Morton氏:Torvalds氏はサンノゼに,私はパロアルトと離れているため,数カ月に1週間集まって仕事をするといった状況です。ただし,昔から大量のメールをやり取りしています。

--- Torvalds氏がOSDLに移籍したことで,どのような影響がありましたか。

 
Paul Russell氏  
Morton氏:Torvalds氏はTransmeta社にいたころから,自由にLinuxの開発をしていたので,実質的な変化はないですね。

Russell氏:初めてLinuxの会社のために働いているという,精神的な意味での変化はあると思います。

--- 日本の開発者に対する印象は。

Morton氏:おとなし過ぎますね。もっとKernelメーリング・リストなどで発言してほしい。カーネル開発に参加している日本人がどのくらいいるのかも分かりません。日本に来ると,技術を持ち,面白いことをやっている人がいることが分かりますが,普段は,それが伝わってこない。

 日本での活動で思う浮かぶのは,IPv6モジュールを開発しているUSAGI Projectと,PlayStationへの移植SHプロセサへの移植です。

 それから,私は(日本で開発されたメール・クライアントの)Sylpheedを使っていますよ。

--- VA Linux Systemsジャパンの高橋浩和氏が行なった,NFS(ファイル・サーバー機能)の性能を向上させる修正がカーネルに取り入れられています。

Russell氏:私自身はコードを見ていませんが,NFSのメンテナであるDavid Miller氏は非常に厳しいので,取り入れられられたことは素晴らしく思います。

--- -英語が下手でも参加して大丈夫ですか。

Morton氏:もちろん。開発に参加している人の半分は,英語が母国語ではない人たちです。

 Kernelメーリング・リストは投稿数が多いので,返答がないこともあると思いますが,その場合直接メールを送ってください。

--- SCO Groupが同社の知的所有権を持つコードがLinuxに流用されたとしてIBMを訴えています(関連記事一覧)。この件をどう見ていますか。

Russell氏:私は訴訟当事者のIBMに勤務しているため,SCO訴訟問題についてはコメントできません。

Morton氏:2~3カ月前に,他のカーネル開発者と,カーネルのコードを調査してみました。コードがどこから来たものか調べ,企業などから寄贈されたコードは,寄贈元に出してよいコードだったのか確認したりして,数週間調べてみましたが,問題があると思われるコードは発見できませんでした。

 裁判にはかなり時間がかかるでしょうが,裁判で問題ある場所が明らかになれば,数分で削除できます。中核の深い部分にあったとしても,数日あれば書き直すことができます。

--- おふたりは企業に所属しながらフルタイムでLinuxの開発をなさっています。雇用している企業にとってはどのようなメリットがあるのでしょうか。

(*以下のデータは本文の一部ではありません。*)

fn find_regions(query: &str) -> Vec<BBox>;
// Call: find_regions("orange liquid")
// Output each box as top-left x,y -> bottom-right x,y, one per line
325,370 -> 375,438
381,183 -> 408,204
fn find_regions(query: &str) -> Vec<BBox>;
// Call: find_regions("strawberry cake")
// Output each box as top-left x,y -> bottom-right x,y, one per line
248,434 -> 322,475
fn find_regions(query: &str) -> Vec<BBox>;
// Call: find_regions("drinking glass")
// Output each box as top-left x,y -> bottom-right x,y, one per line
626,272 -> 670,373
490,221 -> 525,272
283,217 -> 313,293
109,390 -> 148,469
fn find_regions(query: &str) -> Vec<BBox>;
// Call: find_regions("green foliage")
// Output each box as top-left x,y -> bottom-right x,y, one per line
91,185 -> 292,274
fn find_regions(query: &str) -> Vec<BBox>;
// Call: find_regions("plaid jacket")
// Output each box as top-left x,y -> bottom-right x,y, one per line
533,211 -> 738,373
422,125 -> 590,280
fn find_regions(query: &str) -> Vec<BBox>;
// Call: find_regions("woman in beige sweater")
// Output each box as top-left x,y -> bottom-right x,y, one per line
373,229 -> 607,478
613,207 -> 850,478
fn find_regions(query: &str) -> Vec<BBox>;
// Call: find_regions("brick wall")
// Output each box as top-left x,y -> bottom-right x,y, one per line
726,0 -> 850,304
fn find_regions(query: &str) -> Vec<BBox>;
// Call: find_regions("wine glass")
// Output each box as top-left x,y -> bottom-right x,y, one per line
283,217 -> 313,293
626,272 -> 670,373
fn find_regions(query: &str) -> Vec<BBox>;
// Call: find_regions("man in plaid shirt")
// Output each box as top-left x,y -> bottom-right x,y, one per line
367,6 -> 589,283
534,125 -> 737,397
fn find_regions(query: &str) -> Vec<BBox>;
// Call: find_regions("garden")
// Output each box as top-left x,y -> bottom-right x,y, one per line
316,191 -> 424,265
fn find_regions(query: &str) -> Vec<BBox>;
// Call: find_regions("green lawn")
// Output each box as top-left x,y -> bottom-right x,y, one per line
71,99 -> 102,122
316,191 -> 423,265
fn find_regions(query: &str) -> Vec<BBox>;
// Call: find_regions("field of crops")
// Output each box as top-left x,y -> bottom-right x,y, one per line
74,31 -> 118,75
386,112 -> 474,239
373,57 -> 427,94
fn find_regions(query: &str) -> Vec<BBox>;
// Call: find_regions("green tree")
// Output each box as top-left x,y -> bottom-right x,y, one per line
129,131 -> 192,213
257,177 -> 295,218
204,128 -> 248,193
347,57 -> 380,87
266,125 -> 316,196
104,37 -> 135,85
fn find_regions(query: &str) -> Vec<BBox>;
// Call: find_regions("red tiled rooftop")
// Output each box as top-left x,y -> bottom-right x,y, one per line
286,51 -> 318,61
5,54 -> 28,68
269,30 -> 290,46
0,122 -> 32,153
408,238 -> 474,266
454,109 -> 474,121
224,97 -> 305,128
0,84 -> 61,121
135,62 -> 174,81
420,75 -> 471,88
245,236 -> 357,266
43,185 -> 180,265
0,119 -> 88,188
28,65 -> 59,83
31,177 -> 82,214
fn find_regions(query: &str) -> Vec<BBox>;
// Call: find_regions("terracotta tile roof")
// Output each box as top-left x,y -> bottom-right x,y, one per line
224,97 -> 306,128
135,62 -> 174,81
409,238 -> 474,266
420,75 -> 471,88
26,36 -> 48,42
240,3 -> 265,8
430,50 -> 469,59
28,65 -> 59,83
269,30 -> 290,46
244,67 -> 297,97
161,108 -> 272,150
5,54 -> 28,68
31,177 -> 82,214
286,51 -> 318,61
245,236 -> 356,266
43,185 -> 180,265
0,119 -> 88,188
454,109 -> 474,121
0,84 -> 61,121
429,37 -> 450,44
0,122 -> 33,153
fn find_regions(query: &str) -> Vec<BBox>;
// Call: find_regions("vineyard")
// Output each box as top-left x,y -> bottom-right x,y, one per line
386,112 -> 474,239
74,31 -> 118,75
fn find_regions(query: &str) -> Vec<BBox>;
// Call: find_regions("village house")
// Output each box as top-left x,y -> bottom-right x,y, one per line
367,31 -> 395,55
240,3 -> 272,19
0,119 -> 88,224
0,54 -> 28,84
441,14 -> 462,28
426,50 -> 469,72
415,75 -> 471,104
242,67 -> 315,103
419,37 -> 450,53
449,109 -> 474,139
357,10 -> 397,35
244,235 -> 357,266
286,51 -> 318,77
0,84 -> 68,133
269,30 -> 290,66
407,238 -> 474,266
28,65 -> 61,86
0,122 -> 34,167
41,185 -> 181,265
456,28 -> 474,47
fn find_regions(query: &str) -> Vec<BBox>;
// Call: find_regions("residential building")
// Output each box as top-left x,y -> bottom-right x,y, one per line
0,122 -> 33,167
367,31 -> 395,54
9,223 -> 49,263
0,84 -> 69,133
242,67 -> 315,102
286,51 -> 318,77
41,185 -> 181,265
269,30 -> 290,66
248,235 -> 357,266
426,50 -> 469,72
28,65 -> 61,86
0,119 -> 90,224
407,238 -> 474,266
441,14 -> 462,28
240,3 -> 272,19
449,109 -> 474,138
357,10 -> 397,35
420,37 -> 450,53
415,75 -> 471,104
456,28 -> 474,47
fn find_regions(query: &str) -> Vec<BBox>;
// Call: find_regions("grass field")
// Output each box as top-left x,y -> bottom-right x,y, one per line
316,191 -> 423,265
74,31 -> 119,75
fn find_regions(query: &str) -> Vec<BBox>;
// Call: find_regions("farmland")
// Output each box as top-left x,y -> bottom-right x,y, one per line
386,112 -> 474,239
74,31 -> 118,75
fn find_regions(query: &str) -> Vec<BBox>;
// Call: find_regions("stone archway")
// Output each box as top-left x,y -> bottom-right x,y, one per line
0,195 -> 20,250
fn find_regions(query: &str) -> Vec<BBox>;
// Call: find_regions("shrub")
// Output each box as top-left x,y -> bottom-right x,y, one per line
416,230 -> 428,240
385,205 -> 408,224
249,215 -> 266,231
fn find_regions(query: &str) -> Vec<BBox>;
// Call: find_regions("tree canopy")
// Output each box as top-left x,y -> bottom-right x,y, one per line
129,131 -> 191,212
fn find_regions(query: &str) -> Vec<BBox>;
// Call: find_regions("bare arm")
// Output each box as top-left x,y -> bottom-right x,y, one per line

Morton氏:私は米Digeoという企業に所属し,OSDLに出向しています。DigeoはLinuxを使った製品を出しており,製品開発やサポートで役に立っています。

Russell氏:私は,オーストラリアIBMの研究所に所属しています。IBMはLinux対応のミドルウエアとサーバーをビジネスにしています。Linuxの機能が向上することは,IBMのビジネスにプラスになっています。


【追記 2003-10-22】
Russell氏の「私は訴訟当事者のIBMに勤務しているため,SCO訴訟問題についてはコメントできません。」という発言を追記いたしました。